Cholesterol dietary guidelines confusing
I know you had an article about sustainability not being in the new Dietary Guidelines just announced for 2015. Is it true that cholesterol recommendations are not included either? I am so confused after taking medications to control cholesterol for years!
For the first time, the recently published 2015 Dietary Guidelines (published every five years), does NOT recommend a daily limit on the intake of cholesterol. Previously, the Guidelines suggested capping daily intake to three hundred mg. Here is what makes it so confusing! The Dietary Guidelines state ”…but this changes does not suggest that dietary cholesterol is no longer important to consider when building healthy eating patterns…individuals should eat little dietary cholesterol as possible while consuming a healthy eating pattern”. Clear as MUD-right? According to the Dietary Guidelines Advisory Committee: “Previously, the Dietary Guidelines for Americans recommended that cholesterol intake be limited to no more than three hundred mg/day. The 2015 DGAG will not bring forward this recommendation because available evidence shows no appreciable relationship between consumption of dietary cholesterol and serum (blood) cholesterol, consistent with the American Heart Association and the American College of Cardiology report. Cholesterol is not a nutrient of concern for overconsumption.” According to Dr. Steven Nissen, chairman of cardiovascular medicine at the Cleveland Clinic, “the need to limit saturated fat and cholesterol shifted Americans from a well-balanced diet to high sugar diets, which made people eat more and get fatter.” The reality, according to Dr. Nissen, is that only fifteen percent of circulating cholesterol in the blood comes from what you eat. The other eighty five percent comes from the liver. According to Uffe Ravnskov, MD, PhD, and author of The Cholesterol Myths; Exposing the Fallacy that Saturated Fat and Cholesterol Cause Heart Disease, the amount of cholesterol that your liver produces varies according to how much cholesterol you eat. If you eat a lot of cholesterol, your liver produces less.

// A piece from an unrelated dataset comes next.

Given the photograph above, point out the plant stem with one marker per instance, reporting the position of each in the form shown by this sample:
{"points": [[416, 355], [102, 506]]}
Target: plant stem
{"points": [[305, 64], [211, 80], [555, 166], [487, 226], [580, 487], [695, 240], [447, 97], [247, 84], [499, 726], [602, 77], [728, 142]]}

If you don’t eat much cholesterol, your liver produces more. The bottom line-your health is best served by eating nutrient-dense plant foods (vegetables, legumes, fruits, nuts and seeds), eating healthy fats such as those found in avocados, olives, coconuts and eggs and eliminating animal foods that have been highly processed and/or exposed to high cooking temperatures.
THOUGHT FOR THE WEEK: Successful people are not gifted; they just work hard, then succeed on purpose.